Le deuxième élément à considérer est celui de la praticité. Une bonne prise en main et la qualité de la verse du contenant sont appréciables pour le consommateur : une huile qui coule facilement, peut se verser en filet, ne dégouline pas le long de la bouteille. À l’inverse, un goulot de bouteille trop largement ouvert versera trop de quantité, un verseur de bidon en métal laissera des résidus d’huile stagnant qui ne manqueront pas de rancir, au risque de contaminer  l’huile versée à la prochaine utilisation.

Il existe aujourd’hui un choix intéressant de bouchons et verseurs qui permettent de palier ces déconvenues tout en assurant une bonne conservation à l’huile, notamment le verseur à bille et un astucieux système de bec verseur rétractable que l’on voit apparaître récemment.

Un design attrayant ?

Le troisième critère d’un bon conditionnement est bien souvent le premier aux yeux des consommateurs : le design. Formes, couleurs, graphisme de l’étiquetage, nom de l’huile, de la marque… c’est le domaine du marketing et de ses facéties. L’huile d’olive est un produit à la mode et l’on voit fleurir toutes sortes de propositions qui vont de l’esprit « huile de tradition de nos terroirs » à celui d’un produit New Age aux vertus santé. C’est souvent joli, régulièrement étonnant, et parfois révoltant quand on veut nous vendre à prix d’or des huiles de qualité médiocre présentées comme des jus d’exception méritant l’emballage des plus précieux parfums.

Voici bien un dilemme contemporain : l’habit ne fait pas le moine certes, mais on n’a pas deux fois l’occasion de faire une bonne première impression… surtout en quelques minutes dans les rayons d’un magasin. Sachons donc apprécier les efforts et la créativité des producteurs et de leurs marqueteurs tout en restant vigilant sur l’essentiel : la qualité de l’huile, sa bonne conservation et son prix juste.

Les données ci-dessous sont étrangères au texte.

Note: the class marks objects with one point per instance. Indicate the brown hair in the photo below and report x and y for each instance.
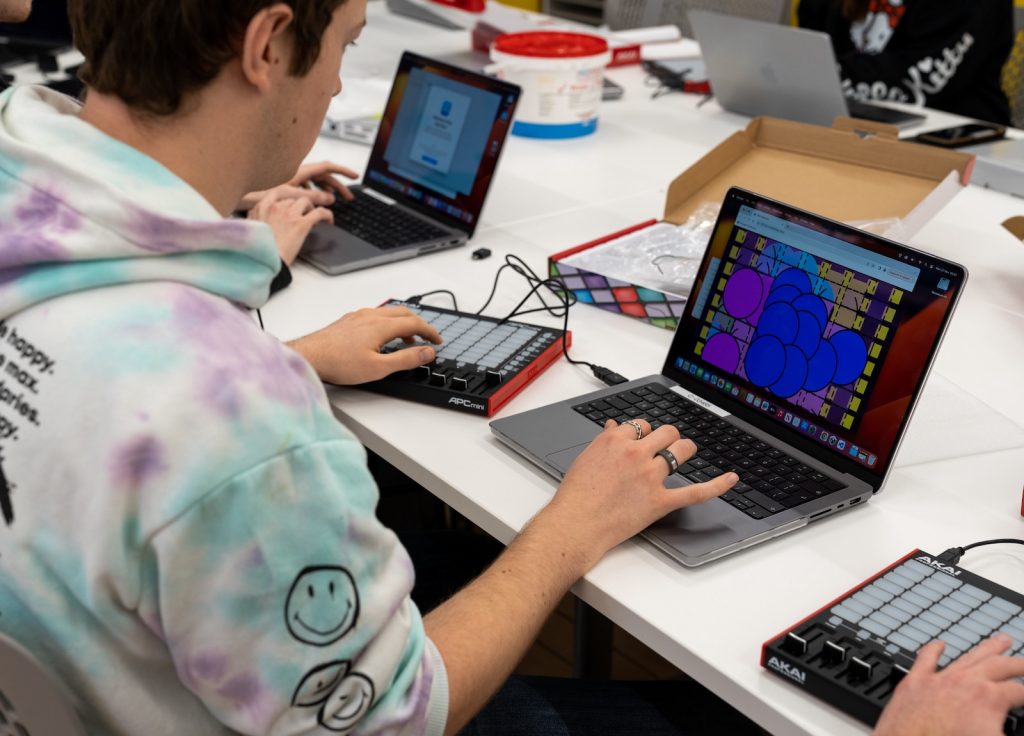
(153, 53)
(854, 10)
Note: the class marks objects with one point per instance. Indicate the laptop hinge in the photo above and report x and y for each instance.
(378, 196)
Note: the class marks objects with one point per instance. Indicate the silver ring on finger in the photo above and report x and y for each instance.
(670, 459)
(635, 425)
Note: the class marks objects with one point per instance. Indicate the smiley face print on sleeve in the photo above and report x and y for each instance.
(323, 605)
(349, 702)
(318, 683)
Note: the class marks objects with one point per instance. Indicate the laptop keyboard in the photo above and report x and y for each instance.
(770, 480)
(381, 224)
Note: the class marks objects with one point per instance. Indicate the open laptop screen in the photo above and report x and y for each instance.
(47, 26)
(818, 332)
(439, 139)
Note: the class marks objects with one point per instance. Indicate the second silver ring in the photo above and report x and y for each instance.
(635, 425)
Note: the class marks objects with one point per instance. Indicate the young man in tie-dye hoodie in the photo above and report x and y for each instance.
(187, 536)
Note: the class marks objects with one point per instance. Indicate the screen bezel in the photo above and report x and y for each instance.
(873, 477)
(377, 163)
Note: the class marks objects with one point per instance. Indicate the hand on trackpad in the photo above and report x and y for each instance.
(564, 458)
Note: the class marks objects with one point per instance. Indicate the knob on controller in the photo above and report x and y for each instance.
(438, 379)
(795, 644)
(834, 653)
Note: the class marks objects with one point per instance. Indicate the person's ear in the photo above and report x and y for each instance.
(266, 45)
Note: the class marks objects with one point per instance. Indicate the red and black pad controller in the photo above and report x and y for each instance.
(480, 366)
(853, 652)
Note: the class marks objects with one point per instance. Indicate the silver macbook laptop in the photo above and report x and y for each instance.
(797, 363)
(769, 69)
(433, 159)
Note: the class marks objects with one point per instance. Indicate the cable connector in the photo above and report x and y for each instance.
(606, 376)
(951, 556)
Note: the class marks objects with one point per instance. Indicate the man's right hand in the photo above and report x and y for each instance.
(971, 697)
(615, 488)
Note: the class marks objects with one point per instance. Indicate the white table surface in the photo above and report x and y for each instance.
(956, 480)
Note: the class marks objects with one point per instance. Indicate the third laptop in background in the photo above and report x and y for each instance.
(769, 69)
(797, 363)
(432, 163)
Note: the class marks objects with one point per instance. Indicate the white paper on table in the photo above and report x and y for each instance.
(950, 422)
(684, 48)
(359, 97)
(653, 34)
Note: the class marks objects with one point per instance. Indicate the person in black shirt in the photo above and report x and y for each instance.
(946, 54)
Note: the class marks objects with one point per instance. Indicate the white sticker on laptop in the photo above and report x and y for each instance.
(699, 401)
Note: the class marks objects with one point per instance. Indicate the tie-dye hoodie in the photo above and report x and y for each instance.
(188, 539)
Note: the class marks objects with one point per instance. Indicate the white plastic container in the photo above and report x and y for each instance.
(560, 75)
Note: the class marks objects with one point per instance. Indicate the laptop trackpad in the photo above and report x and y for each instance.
(699, 529)
(563, 459)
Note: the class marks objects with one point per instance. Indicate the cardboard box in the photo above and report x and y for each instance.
(852, 172)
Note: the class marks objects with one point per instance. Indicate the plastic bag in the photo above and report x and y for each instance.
(664, 257)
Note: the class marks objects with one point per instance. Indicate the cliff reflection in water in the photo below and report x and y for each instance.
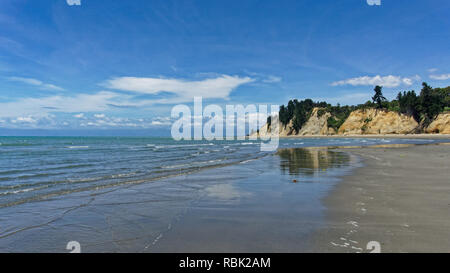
(299, 161)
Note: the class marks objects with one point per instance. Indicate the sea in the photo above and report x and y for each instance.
(155, 194)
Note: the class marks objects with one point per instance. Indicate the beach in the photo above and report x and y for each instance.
(400, 199)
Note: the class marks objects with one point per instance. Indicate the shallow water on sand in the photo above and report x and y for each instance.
(236, 199)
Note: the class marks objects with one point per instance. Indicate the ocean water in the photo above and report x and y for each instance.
(122, 194)
(35, 168)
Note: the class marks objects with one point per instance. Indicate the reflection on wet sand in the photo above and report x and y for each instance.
(310, 161)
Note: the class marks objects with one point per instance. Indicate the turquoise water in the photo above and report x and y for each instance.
(36, 168)
(158, 195)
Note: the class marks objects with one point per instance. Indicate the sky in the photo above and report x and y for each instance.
(114, 64)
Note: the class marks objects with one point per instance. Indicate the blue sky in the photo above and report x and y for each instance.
(124, 64)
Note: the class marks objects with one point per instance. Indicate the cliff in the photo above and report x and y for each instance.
(373, 121)
(363, 122)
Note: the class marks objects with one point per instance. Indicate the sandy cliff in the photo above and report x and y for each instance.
(363, 122)
(373, 121)
(316, 125)
(440, 125)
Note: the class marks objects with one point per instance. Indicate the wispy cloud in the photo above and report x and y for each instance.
(67, 104)
(386, 81)
(441, 77)
(73, 2)
(219, 87)
(272, 79)
(38, 83)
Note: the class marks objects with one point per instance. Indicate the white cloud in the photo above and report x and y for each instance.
(73, 2)
(24, 120)
(272, 79)
(37, 83)
(81, 115)
(441, 77)
(219, 87)
(386, 81)
(99, 115)
(97, 102)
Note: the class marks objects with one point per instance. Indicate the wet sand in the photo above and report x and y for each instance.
(400, 198)
(394, 136)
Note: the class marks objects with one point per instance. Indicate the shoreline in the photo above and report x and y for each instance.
(401, 136)
(399, 198)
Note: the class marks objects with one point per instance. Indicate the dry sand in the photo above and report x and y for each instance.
(400, 198)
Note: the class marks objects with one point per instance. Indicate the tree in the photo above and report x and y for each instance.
(432, 103)
(378, 98)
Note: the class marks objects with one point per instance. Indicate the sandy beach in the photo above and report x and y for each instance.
(400, 199)
(397, 136)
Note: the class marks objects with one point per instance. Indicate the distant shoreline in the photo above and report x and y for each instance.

Un étiquetage clair et pédagogique

Enfin, les informations données sur l’étiquette sont essentielles. Elles répondent avant tout à une réglementation très stricte qui impose, entre autre, de faire figurer la catégorie de l’huile (Vierge Extra, Vierge ou Huile d’Olive, cette dernière étant de l’huile pour partie raffinée), son lieu de production (récolte et trituration), son numéro de lot, sa date de durabilité minimale. D’autres mentions, facultatives celles-ci, méritent d’être valorisées : la date de récolte, la ou les variétés, des indications organoleptiques, des conseils d’accords culinaires… L’enjeux est ici d’éduquer le consommateur, de l’aider dans son choix et plus largement de mettre en valeur les producteurs consciencieux qui revendiquent en toute transparence leur travail.

Un exemple à suivre

Lors du concours OLIVE d’OR 2018 du SIAL de Montréal nous avons avec mes collègues jury attribué le Prix du Design à l’huile ENA ENA. Tout nous a semblé parfait dans cette bouteille à la fois simple, élégante, efficace et très didactique. En un seul coup d’oeil, on peut immédiatement apprécier l’origine, la date de récolte, le type de fruité, la variété. Au verso on lit avec intérêt l’histoire de cette huile, ses caractéristiques nutritionnelles et biochimiques, ainsi que les coordonnées détaillées du producteur et du moulinier. Traçabilité parfaite et transparence revendiquée… tout ce que l’on peut souhaiter pour nos huiles d’olives, qu’elles soient issues de petits producteurs comme de l’agroalimentaire.